La semaine d'après, effectivement, ils se sont revus, puis d'autres dimanches, d'autres jeudis.
Et ce pendant un an.
Puis la rencontre avec la famille a été organisée, par un dimanche bien ensoleillé, à la Fromentane, ce qui a permis d'officialiser leur relation d'amitié devenue amoureuse, à la joie de Léon et Juliette, mes grands-parents, surtout de Juliette, qui n'avait qu'une seule fille et sept garçons. Une fille de plus n'étant pas pour lui déplaire !
A la joie de Léon et de Juliette donc, et à la satisfaction non feinte des frères, en grande partie célibataires.
Une aussi belle jeune fille venue d'ailleurs. On se pousse du coude, on rit sous cape, fiers de faire entrer, peut-être, dans sa famille, un tel bijou précieux, scruté avec tendresse et respect !
Cependant on aimerait bien être à la place du frère Justin.
Camille surmonte une petite timidité, un soupçon de trac ; ses joues rougissent un peu, mais ce n'est que du bonheur en réalité.
Justin présente sa famille nombreuse ; tous sont d'ailleurs là pour la circonstance, pour accueillir cette nouvelle venue. On lui pose des questions, on essaie de savoir, qui elle est, d'où elle vient, ce qu'elle fait à Aix...
Il y a les célibataires, quelques-uns sont mariés ou vont se marier, il y a Yves, Gustave, Elisée, Paul, Marcel, la seule fille Emilienne. On parle d'Aimé, encore à la guerre. Il y a les frères, des belles-soeurs, de jeunes bambins, tous blondinets.
Camille écoute les présentations par son futur fiancé, mais ne retient pas pour l'instant, et elle s'en excuse, leur ordre de naissance.

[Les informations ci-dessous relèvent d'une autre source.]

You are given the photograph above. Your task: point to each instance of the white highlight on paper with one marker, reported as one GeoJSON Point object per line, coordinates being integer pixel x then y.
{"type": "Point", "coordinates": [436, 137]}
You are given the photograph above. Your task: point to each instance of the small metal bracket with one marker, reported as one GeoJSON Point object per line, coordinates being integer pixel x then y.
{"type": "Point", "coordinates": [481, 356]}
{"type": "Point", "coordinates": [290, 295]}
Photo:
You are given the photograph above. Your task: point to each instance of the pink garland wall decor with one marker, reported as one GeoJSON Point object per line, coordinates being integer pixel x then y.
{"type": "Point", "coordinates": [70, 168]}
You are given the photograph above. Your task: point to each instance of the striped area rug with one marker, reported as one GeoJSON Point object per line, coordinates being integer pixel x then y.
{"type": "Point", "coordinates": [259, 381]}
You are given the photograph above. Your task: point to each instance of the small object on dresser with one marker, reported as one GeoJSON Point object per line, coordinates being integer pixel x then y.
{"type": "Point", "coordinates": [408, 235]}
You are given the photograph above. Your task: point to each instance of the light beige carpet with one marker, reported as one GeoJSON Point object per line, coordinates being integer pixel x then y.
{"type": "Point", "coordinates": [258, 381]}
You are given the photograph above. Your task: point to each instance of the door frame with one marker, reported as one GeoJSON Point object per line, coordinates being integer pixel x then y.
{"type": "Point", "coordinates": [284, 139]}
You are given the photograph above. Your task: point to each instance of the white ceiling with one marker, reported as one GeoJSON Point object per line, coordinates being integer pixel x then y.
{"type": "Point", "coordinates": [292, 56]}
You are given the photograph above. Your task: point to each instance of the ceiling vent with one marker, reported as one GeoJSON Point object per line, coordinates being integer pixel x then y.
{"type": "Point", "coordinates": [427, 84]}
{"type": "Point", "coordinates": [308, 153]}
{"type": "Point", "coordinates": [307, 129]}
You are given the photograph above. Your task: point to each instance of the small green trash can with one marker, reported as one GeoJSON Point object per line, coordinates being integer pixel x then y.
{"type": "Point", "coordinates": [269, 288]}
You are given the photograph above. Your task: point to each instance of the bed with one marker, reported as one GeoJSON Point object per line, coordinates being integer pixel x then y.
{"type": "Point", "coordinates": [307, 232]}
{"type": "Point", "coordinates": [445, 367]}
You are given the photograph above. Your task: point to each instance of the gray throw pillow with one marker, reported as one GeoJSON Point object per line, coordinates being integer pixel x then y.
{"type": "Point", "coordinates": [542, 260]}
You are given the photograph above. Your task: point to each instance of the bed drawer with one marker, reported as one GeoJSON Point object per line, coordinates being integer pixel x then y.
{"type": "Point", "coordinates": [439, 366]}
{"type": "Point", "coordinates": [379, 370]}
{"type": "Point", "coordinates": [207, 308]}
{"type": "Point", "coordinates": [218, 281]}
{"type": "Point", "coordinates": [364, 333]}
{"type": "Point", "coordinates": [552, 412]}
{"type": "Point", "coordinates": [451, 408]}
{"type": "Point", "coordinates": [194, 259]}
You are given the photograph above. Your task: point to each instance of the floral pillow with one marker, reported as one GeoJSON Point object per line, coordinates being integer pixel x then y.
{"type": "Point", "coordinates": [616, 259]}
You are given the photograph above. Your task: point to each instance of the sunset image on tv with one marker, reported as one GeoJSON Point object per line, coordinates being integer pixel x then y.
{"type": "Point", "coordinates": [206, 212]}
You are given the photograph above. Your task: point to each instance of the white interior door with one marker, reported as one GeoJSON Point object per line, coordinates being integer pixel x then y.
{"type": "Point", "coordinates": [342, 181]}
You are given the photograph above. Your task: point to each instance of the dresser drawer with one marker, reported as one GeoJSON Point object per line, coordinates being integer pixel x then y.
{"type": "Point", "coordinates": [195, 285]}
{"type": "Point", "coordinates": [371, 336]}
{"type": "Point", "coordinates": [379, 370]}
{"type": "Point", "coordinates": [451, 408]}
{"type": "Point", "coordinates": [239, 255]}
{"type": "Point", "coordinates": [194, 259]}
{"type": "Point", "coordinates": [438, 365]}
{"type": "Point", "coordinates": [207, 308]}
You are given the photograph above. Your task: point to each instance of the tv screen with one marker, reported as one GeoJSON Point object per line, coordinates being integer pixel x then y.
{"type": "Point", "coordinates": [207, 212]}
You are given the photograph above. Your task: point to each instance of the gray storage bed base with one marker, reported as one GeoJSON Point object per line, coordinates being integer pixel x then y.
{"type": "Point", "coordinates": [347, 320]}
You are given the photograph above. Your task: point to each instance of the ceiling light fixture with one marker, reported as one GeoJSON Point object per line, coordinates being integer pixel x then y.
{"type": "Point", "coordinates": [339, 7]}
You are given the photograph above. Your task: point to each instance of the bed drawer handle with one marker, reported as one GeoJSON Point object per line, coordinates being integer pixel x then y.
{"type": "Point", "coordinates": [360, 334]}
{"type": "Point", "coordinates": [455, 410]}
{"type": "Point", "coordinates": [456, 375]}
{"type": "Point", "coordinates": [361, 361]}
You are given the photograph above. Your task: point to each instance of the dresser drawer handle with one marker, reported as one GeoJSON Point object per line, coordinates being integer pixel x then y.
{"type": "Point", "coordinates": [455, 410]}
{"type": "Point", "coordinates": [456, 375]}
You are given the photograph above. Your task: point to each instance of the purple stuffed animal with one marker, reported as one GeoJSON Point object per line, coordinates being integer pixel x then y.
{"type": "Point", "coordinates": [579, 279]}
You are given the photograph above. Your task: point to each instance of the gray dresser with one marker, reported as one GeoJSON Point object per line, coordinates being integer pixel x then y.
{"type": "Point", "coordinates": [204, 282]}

Elle entend des prénoms, elle entrevoit des visages, parfois timides, parfois enthousiastes, spontanés, si bien que sa gorge se noue à Camille, émue par tant de sollicitude.
Elle pense qu'elle se sentira bien dans cette nouvelle famille ; sa famille ; celle qu'elle va pouvoir construire avec Justin, puisqu'il en est question.
Le lieu lui plaît. C'est la campagne, comme là-haut..
On y vit simplement, et il y a de l'espace.
Parfois certains frères se mettent à parler patois entre eux, en s'esclaffant de rire, grivois. Elle ne comprend pas toujours leur langage, ou fait semblant de ne pas comprendre, puisque leur patois provençal n'est pas si éloigné du patois de la Haute-Loire qu'elle connaît.
Mais elle sourit quand même.
Elle ne retient pas leur attitude, quelque peu singulière, et souhaite à présent partir, il est temps.
Allez, Justin !
Elle suppose d'entrée, que Léon est le patriarche des lieux, le chef, comme c'était le cas à l'époque, en Provence particulièrement.
Mais elle oublie pour l'instant ce trait de caractère, comme elle ignore le tempérament du père qu'il fut, avant et pendant la guerre de 1914-1918, soucieux, prévenant pour ses petits, et lorsque séparé d'eux.
La vraie personnalité de Léon transpirera dans la correspondance échangée avec les siens, et qui a été retrouvée après son décès, et non celle entrevue apparemment par Camille lors de leur première rencontre.
Mais pour l'heure, Juliette a de nombreux enfants, et sa place n'est que secondaire, on peut dire même servile dans une existence patriarcale fort présente.
C'est une très jolie femme, et elle sent très vite la solidarité toute féminine qui peut s'installer entre elle et Juliette.
Camille, dont les yeux brillent, se sent entourée, embrassée, serrée de toutes parts, et son coeur se réchauffe ; elle sent plein de joie, de bons sentiments, des visages animés se pressent autour d'elle.
On les raccompagne, elle et Justin, jusqu'à la porte d'entrée.
Et si elle veut être réellement sincère, Camille, après cette première visite à la famille Léon G.... , elle doit reconnaître que son impression est positive, excitante même.
Tout chez eux est simple, naturel, sans chichi, et elle croit qu'ils vont bien s'entendre.
Léon est un homme d'un petit d'un mètre soixante, un peu rond, la casquette vissée sur le crâne dégarni. Un bon gaillard. Bourru, mais cordial.
Juliette, légèrement plus grande que Léon, plus mince aussi, mais vieillie avant l'heure par les grossesses successives, et déjà des mains ravagées par des rhumatismes articulaires déformants.
Elle peut Camille, quand elle le veut, revenir chez eux à la Fromentane.
Ils le lui ont dit. Et elle y reviendra bientôt, et souvent.